Propagation Engine¶
The propagation engine is the heart of any CP solver.
In MaxiCP it is implemented in the MaxiCP class and follows a priority-based
fixed-point algorithm.
Source: MaxiCP.java
Priority-Based Scheduling¶
Constraints implement the CPConstraint interface, which exposes a propagate()
method and a priority() method.
When a variable domain changes, every constraint subscribed to that event is scheduled
for propagation.
The engine drains a priority queue so that cheap constraints (bounds, equality) run before
expensive global constraints (AllDifferent, Cumulative).
public void fixPoint() {
notifyFixPoint();
while (!propagationQueue.isEmpty()) {
CPConstraint c = propagationQueue.poll();
c.setScheduled(false);
if (c.isActive()) c.propagate();
}
}
public void schedule(CPConstraint c) {
if (c.isActive() && !c.isScheduled()) {
c.setScheduled(true);
propagationQueue.add(c, c.priority());
}
}
If propagate() throws InconsistencyException the queue is cleared and the
exception propagates to the search layer, which handles backtracking.
Event-Driven Constraint Activation¶
Constraints register to specific domain events. Only the relevant constraints are re-scheduled when a variable changes.
Integer variables (``CPIntVar``)
propagateOnFix— variable assigned a single value.propagateOnBoundChange— minimum or maximum changes.propagateOnDomainChange— any value removed.
Interval variables (``CPIntervalVar``)
propagateOnChange— any attribute (start, end, length, presence) changes.propagateOnFix— interval fully fixed.

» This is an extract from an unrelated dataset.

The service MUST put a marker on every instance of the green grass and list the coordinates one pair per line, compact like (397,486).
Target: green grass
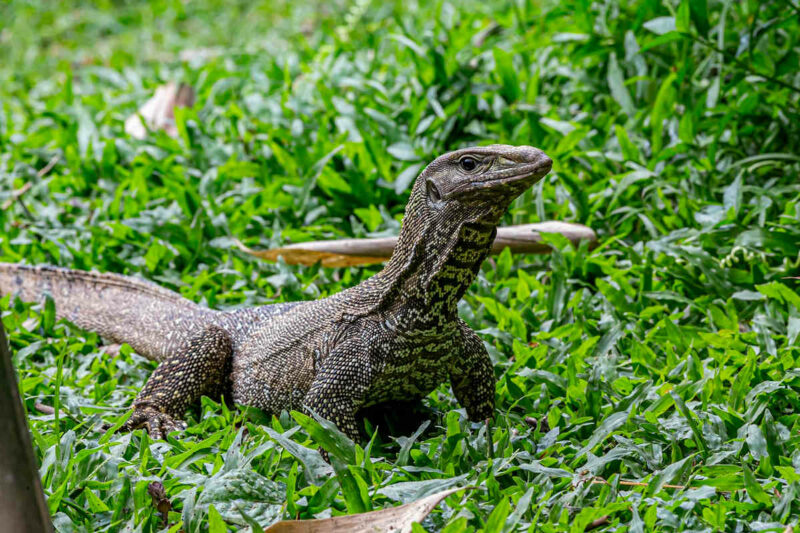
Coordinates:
(666,356)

Sequence variables (``CPSeqVar``)
propagateOnInsert— a node is inserted into the partial sequence.propagateOnExclude— a node is excluded.propagateOnRequire— a node becomes required.
Registering a constraint to an event is a reversible operation and is automatically undone on backtrack.
Posting Constraints¶
cp.post(constraint) invokes post(), which typically:
Registers the constraint to the relevant variable events.
Calls
propagate()for an initial domain reduction.
By default, a full fixed-point is computed immediately.
Use cp.post(constraint, false) to defer it and trigger it later via cp.fixPoint().
Because constraint registration is reversible, branching decisions can simply be implemented by posting constraints that define each alternative branch.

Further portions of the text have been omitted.